佐野の新聞報道は確度が高い

――佐野選手の性加害報道についてはどのように捉えていますか。

あの記事は情報の信ぴょう性が非常に高いと思います。新聞社の初報を読んだ段階で佐野選手がほぼ確実に逮捕されたと分かりました。

――なぜそう判断されたのですか。

まず各新聞社、通信社、テレビ局は警視庁の記者クラブ(公的機関などの各組織の取材を目的とする大手メディアが中心となって構成されている任意組織)に加盟しています。

加盟社は警視庁から逮捕情報などを提供してもらえますし、警察との信頼関係も他のメディアと比べたら圧倒的に強固です。初報を報じた新聞社は記者クラブに加盟していますし、捜査関係者から情報を聞いたと明記しているので情報の確度が高いと思いました。

――他に当該記事の信ぴょう性が高いと感じた部分はありますか。

まず、端緒(警察がどのようにして事案の発生を知ったかの糸口)がしっかり書かれています。被害女性の110番で覚知(消防機関や警察が火災や事件などを認知すること)したと分かるので、これは警察関係者しか知り得ない情報です。その部分が明記されているから、警察関係者しか知り得ない情報を警察関係者に取材して情報を得たという証明になります。

他にも被疑者(容疑者)の詳細、犯罪行為が行われた場所、犯行の内容、逮捕の経緯も書かれていますから、どれも警察関係者しか知り得ない情報なので警察関係者を取材していることが分かります。

――テレビ局も後追い報道していましたね。

そうですね。それも続報が出れば出るほど、情報が深掘りされています。
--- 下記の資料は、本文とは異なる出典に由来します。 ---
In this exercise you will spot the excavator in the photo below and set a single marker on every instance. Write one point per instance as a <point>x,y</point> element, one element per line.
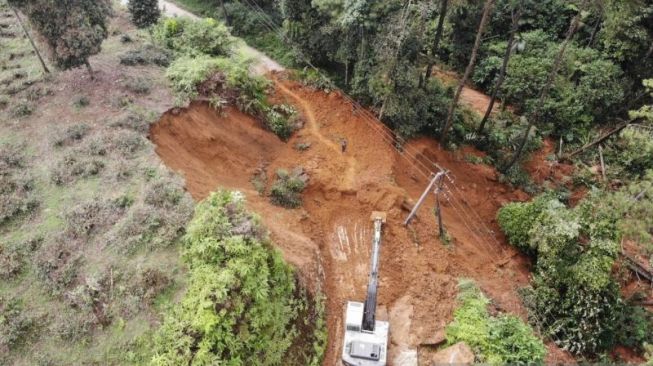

そのため佐野選手が逮捕されたことはほぼ確実ですし、テレビ番組の続報で弁解録取(逮捕された被疑者の弁解を聴く手続)で被疑者の認否(事実を認めるかどうかの返答)を明らかにしているから、警視庁の警察官に佐野選手が逮捕されたことは間違いないですね。

――そうなると佐野選手は性加害をした可能性が高いことになりますか。

それは言い切れませんね。あくまで記事を読んだ上での話でいうと、警視庁の警察官に佐野選手を含めた3人の被疑者が性加害による疑いで逮捕されたことは分かります。ただ逮捕段階は推定無罪ですから、本当に犯罪行為を行ったかどうかは裁判で明らかになると思います。

そもそも起訴(検察官が裁判所に対し、特定の刑事事件について審判を求める意思表示を内容とする訴訟行為)されるか現時点では分からない事案ですから、性加害の可能性については推定無罪ですからコメントできません。